Knowing that many linuxes do not support signed cores, the system was designed to work only for Microsoft.
Will it really make a big difference when it's broken?
This is nonsense. Secure boot was developed and designed by the UEFI consortium as a UEFI feature; it was not designed to work only for Microsoft. The majority of major Linux distributions support secure boot because both shim and GRUB2 support it; and they have signed kernels with the secure boot CA.
It makes the same difference as prior to secure boot was developed; systems not using it are vulnerable to boot sector malware which you will not be able to remove from the OS and which can defeat anti-virus detection & removal.
"Most x86 hardware comes from the factory pre-loaded with Microsoft keys.
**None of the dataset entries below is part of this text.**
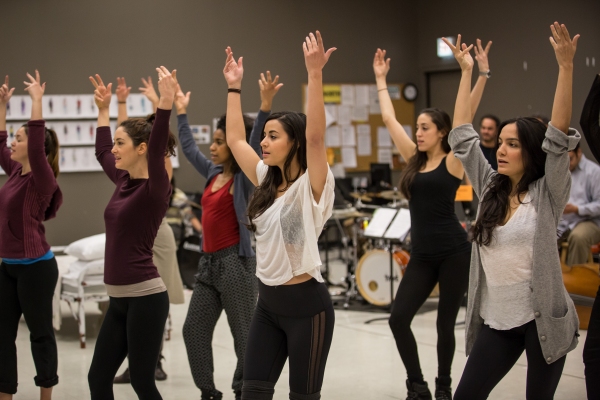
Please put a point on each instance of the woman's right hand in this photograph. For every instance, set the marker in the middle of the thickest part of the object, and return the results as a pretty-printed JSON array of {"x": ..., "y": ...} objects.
[
  {"x": 233, "y": 71},
  {"x": 102, "y": 93},
  {"x": 34, "y": 87},
  {"x": 461, "y": 53},
  {"x": 167, "y": 87},
  {"x": 381, "y": 66},
  {"x": 5, "y": 92},
  {"x": 181, "y": 100}
]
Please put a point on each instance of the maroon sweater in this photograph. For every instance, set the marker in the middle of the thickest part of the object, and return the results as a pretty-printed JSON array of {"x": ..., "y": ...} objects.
[
  {"x": 136, "y": 208},
  {"x": 27, "y": 200}
]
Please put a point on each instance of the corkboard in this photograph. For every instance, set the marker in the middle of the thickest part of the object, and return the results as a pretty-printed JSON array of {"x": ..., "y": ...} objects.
[{"x": 405, "y": 114}]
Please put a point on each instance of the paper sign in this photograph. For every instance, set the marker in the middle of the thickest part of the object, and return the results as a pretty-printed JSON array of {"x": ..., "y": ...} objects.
[{"x": 349, "y": 157}]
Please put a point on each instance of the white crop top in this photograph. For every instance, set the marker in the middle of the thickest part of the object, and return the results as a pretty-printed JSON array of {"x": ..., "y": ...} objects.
[
  {"x": 507, "y": 265},
  {"x": 287, "y": 232}
]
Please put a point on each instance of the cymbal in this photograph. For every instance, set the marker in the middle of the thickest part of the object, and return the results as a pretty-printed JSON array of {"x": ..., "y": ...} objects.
[
  {"x": 363, "y": 197},
  {"x": 390, "y": 195}
]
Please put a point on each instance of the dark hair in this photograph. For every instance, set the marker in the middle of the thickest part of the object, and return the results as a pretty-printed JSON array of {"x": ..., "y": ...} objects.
[
  {"x": 492, "y": 117},
  {"x": 248, "y": 125},
  {"x": 264, "y": 195},
  {"x": 495, "y": 203},
  {"x": 51, "y": 148},
  {"x": 545, "y": 120},
  {"x": 139, "y": 130},
  {"x": 442, "y": 121}
]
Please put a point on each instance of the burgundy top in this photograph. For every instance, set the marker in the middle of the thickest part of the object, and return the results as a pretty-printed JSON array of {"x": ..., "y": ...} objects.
[
  {"x": 219, "y": 221},
  {"x": 136, "y": 208},
  {"x": 27, "y": 200}
]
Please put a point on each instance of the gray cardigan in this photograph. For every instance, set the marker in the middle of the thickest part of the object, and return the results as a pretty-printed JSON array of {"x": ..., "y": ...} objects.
[
  {"x": 242, "y": 187},
  {"x": 555, "y": 315}
]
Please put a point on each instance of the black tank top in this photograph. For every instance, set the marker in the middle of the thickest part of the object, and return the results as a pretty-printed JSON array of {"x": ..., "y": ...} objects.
[{"x": 435, "y": 230}]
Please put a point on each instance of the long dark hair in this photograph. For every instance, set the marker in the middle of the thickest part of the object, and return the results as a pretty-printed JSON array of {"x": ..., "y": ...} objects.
[
  {"x": 248, "y": 124},
  {"x": 416, "y": 163},
  {"x": 139, "y": 130},
  {"x": 51, "y": 148},
  {"x": 264, "y": 195},
  {"x": 495, "y": 203}
]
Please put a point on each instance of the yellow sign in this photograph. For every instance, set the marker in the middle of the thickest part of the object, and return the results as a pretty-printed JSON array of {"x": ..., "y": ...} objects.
[
  {"x": 332, "y": 94},
  {"x": 464, "y": 193}
]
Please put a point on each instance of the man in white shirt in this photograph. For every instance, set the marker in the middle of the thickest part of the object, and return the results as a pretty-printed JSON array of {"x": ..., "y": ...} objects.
[{"x": 581, "y": 216}]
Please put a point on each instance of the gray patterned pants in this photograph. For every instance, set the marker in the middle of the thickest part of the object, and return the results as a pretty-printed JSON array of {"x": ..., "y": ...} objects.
[{"x": 225, "y": 281}]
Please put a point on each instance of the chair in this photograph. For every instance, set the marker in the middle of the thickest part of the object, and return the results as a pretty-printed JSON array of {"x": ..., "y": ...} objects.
[
  {"x": 582, "y": 282},
  {"x": 83, "y": 282}
]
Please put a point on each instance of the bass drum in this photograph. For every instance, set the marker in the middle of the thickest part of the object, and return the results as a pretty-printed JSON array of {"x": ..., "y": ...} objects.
[{"x": 373, "y": 275}]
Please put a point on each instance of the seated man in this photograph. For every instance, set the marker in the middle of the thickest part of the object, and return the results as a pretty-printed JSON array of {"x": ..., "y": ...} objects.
[
  {"x": 488, "y": 133},
  {"x": 580, "y": 223}
]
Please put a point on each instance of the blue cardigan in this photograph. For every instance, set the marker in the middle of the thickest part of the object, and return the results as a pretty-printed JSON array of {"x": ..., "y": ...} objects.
[{"x": 242, "y": 187}]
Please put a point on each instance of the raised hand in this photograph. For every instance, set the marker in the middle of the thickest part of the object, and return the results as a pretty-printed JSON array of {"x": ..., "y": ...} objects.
[
  {"x": 34, "y": 87},
  {"x": 148, "y": 90},
  {"x": 102, "y": 93},
  {"x": 315, "y": 56},
  {"x": 461, "y": 53},
  {"x": 122, "y": 90},
  {"x": 167, "y": 87},
  {"x": 564, "y": 47},
  {"x": 268, "y": 89},
  {"x": 233, "y": 71},
  {"x": 5, "y": 92},
  {"x": 481, "y": 56},
  {"x": 181, "y": 100},
  {"x": 381, "y": 66}
]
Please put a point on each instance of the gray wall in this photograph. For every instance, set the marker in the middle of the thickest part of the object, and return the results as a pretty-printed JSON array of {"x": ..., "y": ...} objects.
[{"x": 70, "y": 40}]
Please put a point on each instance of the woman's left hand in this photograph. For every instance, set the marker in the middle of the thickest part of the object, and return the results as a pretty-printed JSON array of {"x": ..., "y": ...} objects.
[
  {"x": 481, "y": 56},
  {"x": 34, "y": 87},
  {"x": 167, "y": 84},
  {"x": 564, "y": 47},
  {"x": 461, "y": 53},
  {"x": 315, "y": 56}
]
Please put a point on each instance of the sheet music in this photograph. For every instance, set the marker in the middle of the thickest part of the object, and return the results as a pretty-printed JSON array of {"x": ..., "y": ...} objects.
[
  {"x": 382, "y": 217},
  {"x": 400, "y": 226}
]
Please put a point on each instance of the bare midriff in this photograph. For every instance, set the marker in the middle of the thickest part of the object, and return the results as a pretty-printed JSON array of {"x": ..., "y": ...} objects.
[{"x": 299, "y": 279}]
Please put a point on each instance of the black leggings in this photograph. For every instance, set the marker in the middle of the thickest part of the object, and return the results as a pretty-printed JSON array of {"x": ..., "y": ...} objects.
[
  {"x": 591, "y": 352},
  {"x": 294, "y": 321},
  {"x": 494, "y": 354},
  {"x": 133, "y": 327},
  {"x": 416, "y": 285},
  {"x": 27, "y": 290}
]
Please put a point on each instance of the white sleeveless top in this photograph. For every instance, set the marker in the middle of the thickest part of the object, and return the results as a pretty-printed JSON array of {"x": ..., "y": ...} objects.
[
  {"x": 287, "y": 232},
  {"x": 507, "y": 264}
]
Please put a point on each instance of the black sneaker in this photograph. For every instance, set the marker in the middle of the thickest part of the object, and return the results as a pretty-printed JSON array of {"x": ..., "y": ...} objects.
[
  {"x": 417, "y": 391},
  {"x": 212, "y": 395},
  {"x": 442, "y": 392}
]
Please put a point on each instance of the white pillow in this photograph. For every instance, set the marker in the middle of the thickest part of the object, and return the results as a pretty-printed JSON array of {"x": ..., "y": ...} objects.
[
  {"x": 95, "y": 267},
  {"x": 90, "y": 248}
]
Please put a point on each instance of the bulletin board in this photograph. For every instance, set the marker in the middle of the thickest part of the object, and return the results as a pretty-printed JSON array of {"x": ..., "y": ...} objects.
[{"x": 356, "y": 135}]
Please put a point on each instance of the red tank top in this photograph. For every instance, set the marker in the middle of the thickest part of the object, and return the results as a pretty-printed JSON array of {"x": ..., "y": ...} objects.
[{"x": 219, "y": 222}]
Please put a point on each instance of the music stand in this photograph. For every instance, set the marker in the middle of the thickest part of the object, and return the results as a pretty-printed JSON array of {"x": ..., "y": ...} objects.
[{"x": 396, "y": 225}]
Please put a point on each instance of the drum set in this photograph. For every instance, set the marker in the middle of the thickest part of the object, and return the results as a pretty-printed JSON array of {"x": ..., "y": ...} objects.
[{"x": 368, "y": 275}]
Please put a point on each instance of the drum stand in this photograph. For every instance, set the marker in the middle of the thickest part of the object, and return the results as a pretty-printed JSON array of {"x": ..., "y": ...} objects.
[{"x": 392, "y": 279}]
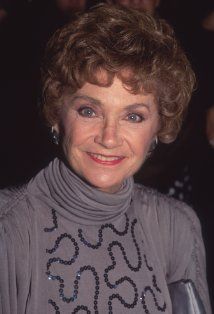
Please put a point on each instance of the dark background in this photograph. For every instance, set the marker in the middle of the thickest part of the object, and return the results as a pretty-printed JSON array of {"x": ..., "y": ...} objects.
[{"x": 25, "y": 141}]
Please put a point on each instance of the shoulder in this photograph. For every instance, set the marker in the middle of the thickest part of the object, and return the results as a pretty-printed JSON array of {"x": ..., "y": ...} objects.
[
  {"x": 167, "y": 210},
  {"x": 15, "y": 216},
  {"x": 10, "y": 198}
]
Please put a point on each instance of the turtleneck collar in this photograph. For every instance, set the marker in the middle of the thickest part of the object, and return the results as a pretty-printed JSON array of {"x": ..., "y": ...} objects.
[{"x": 76, "y": 200}]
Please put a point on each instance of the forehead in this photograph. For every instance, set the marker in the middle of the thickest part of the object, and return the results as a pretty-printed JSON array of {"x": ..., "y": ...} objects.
[{"x": 116, "y": 93}]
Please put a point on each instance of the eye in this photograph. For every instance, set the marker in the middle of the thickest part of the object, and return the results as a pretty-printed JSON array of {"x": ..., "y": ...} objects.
[
  {"x": 135, "y": 118},
  {"x": 86, "y": 112}
]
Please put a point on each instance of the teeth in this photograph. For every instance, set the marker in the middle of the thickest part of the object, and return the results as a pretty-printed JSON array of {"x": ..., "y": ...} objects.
[{"x": 104, "y": 158}]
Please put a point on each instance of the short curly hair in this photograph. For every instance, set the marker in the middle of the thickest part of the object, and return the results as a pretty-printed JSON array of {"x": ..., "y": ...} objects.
[{"x": 140, "y": 50}]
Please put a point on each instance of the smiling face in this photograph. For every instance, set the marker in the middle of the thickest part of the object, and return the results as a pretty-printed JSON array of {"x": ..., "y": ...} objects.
[{"x": 107, "y": 132}]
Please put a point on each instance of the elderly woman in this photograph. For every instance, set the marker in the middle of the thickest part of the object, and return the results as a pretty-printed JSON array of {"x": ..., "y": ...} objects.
[{"x": 81, "y": 236}]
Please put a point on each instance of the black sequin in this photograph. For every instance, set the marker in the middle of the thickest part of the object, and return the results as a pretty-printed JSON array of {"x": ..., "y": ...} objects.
[
  {"x": 55, "y": 306},
  {"x": 100, "y": 234},
  {"x": 81, "y": 308}
]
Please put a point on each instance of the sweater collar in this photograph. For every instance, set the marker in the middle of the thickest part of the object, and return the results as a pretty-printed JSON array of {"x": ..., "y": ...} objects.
[{"x": 78, "y": 201}]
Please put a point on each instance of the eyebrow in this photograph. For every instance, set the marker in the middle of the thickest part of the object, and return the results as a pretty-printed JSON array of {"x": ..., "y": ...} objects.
[{"x": 99, "y": 103}]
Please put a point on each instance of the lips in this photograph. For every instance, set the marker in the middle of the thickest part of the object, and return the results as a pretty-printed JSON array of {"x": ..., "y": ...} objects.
[{"x": 107, "y": 160}]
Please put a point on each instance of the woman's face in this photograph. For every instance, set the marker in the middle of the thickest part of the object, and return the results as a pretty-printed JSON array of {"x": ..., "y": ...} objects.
[{"x": 107, "y": 132}]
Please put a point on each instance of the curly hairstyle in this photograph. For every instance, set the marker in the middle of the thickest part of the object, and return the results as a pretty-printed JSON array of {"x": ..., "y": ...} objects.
[{"x": 140, "y": 50}]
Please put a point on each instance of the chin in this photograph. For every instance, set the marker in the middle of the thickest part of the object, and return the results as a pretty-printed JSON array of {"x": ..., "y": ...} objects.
[{"x": 104, "y": 183}]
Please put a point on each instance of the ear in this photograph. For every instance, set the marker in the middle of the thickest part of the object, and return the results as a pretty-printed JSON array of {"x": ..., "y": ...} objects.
[
  {"x": 157, "y": 3},
  {"x": 55, "y": 127}
]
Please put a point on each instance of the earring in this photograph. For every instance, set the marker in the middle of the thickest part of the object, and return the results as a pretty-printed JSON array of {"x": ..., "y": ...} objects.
[
  {"x": 153, "y": 145},
  {"x": 55, "y": 136}
]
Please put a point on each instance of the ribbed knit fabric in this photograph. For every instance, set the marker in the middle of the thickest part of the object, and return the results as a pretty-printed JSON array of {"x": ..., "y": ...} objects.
[{"x": 66, "y": 247}]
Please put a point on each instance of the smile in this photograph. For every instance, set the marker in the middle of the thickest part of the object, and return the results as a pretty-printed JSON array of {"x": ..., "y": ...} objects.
[{"x": 108, "y": 160}]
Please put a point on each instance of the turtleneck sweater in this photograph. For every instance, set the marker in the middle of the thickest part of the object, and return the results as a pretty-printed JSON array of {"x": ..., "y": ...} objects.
[{"x": 67, "y": 247}]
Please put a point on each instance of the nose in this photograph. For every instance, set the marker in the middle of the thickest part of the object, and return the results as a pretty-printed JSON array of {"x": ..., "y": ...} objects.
[{"x": 109, "y": 135}]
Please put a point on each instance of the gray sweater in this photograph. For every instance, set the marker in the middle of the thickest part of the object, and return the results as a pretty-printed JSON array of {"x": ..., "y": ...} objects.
[{"x": 66, "y": 247}]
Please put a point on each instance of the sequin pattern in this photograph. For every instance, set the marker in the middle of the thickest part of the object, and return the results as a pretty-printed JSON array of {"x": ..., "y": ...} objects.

This means we can generally rely on the firmware on these systems to trust binaries that are signed by Microsoft, and the Linux community heavily relies on this assumption for Secure Boot to work."
I was installing linuxes on many computers. Different distributions. I also tried to install kernel modules with Secure Boot enabled.
I'm not talking about how things were designed. I'm talking about reality.
Even personal logins require you to have 6 or 8, and insist upon some character variety requisites on top of that. Its been that way since I do not even remember when. This is incompetence of the highest degree.
I seriously doubt anything with code that cannot be audited offers any real security advantage over what can.
Well, I store absolutely nothing of value on on my PC anyway.